Cerpen Pendidikan - Good Enemies
Good Enemies
“Papa ini barang-barang papa waktu masih SMA ya?” aku
melihat putri semata wayangku membawa sebuah kotak besar. “oh iya, ini memang
buku-buku papa waktu masih SMA. Emangnya kamu mau pake ngapain?” aku heran
melihat anakku yang aneh hari ini, dari tadi pagi dia terus mencari-cari
sesuatu yang entah apa namanya.”aku kan udah mau masuk SMA pa.. aku pengen liat
pelajaran waktu SMA papa dulu.. siapa tau aja temuin sesuatu yang berharga
gitu”. Aku mengacak-acak rambutnya yang tampak lebih halus sekarang. Ya.. tanpa
sadar dia sudah beranjak dewasa. Aku membantunya melihat buku tersebut satu per
satu. Dan kemudian dia menatapku dan berkata “tulisan papa kok
berubah-berubah?”. Aku mempehatikan tulisan di buku tersebut dan mulai
membandingkannya. “ini adalah tulisan teman-teman papa dulu, papa adalah orang
yang paling malas mencatat.. jadi papa suruh aja teman papa buat nyatat”.
“emang temen papa mau?”. “ya iya lah.. karena mereka menyayangi papa”.
Kemudian aku tertegun melihat sebuah tulisan yang sangat mengingatkanku
pada seorang sahabat yang kini aku juga tak tau dia dimana, masih adakah dia di
planet ini? Atau sudah lenyapkah dia ditelan waktu? Yang jelas jika aku bisa
bertemu dengannya lagi, aku hanya ingin mengatakan maaf dan terima kasih karena
rela menjadi musuhku untuk kebaikanku sendiri.

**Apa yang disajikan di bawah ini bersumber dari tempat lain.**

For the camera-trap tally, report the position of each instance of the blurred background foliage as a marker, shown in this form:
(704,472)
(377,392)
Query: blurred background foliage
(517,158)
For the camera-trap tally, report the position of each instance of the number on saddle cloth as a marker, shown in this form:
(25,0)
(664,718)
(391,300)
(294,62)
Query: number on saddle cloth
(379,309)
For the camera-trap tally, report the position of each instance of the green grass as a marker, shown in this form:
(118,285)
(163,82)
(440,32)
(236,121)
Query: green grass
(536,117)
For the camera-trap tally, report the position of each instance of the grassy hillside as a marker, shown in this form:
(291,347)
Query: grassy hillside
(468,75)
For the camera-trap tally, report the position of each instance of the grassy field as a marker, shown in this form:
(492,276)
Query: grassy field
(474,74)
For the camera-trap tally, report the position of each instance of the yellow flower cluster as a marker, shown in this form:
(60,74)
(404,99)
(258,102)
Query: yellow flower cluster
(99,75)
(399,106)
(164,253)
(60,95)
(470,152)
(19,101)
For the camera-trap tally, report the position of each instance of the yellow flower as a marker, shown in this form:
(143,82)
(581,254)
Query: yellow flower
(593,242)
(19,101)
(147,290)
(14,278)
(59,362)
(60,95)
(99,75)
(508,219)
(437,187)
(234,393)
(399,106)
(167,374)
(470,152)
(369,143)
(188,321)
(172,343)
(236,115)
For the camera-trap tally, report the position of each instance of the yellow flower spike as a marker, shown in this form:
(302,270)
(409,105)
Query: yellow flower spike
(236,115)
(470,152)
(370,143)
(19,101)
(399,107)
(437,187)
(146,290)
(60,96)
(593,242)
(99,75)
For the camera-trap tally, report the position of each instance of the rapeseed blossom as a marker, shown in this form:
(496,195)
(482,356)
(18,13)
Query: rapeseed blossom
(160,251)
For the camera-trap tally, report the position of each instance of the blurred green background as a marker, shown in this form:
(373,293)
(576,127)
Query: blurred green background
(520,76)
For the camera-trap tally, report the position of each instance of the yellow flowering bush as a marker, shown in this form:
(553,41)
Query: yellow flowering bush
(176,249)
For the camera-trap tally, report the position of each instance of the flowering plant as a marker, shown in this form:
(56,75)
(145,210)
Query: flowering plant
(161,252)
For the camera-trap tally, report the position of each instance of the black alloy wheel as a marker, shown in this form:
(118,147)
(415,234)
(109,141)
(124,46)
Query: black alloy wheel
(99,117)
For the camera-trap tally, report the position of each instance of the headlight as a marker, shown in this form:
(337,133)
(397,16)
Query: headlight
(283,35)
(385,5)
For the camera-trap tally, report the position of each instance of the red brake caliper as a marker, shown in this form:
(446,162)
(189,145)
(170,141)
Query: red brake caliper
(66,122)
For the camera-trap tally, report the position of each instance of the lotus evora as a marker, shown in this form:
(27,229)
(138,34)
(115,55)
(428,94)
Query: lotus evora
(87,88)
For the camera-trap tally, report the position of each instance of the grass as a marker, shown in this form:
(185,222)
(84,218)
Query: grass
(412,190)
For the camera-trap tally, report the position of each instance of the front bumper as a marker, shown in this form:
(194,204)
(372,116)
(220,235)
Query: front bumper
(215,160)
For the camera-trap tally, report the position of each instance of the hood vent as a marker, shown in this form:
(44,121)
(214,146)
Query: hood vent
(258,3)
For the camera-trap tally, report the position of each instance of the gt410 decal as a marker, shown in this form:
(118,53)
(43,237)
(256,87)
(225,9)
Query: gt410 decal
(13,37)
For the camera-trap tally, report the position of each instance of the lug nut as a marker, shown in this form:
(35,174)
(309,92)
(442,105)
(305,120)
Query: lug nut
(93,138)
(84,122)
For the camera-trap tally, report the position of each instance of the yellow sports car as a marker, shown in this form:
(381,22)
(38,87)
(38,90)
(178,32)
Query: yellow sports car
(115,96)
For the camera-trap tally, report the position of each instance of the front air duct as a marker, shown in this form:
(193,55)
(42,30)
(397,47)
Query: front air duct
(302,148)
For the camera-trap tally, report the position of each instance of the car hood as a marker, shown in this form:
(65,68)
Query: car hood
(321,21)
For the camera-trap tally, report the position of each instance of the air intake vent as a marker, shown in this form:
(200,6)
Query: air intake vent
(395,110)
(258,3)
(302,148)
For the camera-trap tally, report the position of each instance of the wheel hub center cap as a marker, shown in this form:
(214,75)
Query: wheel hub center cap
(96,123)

Kalau dipikir-pikir lagi, aku begitu egois saat itu. Tapi
biarlah semua itu menjadi kenangan yang indah dimasa mudaku. Dan kulihat-lihat
lagi catatan tersebut, hampir di setiap bukuku tertoreh tulisan tangannya. “papa
kenapa?” caca melihat raut mukaku yang langsung berubah seketika, sungguh
sangat memalukan, tapi aku memang sedikit terpukul dengan kenangan tersebut.
“mau dengar cerita papa gak?” anakku menoleh padaku dan segera duduk di
pangkuanku, walaupun sudah lumayan dewasa, dia tetap manja padaku. Mungkin
karena dia adalah anak satu-satunya di keluarga ini.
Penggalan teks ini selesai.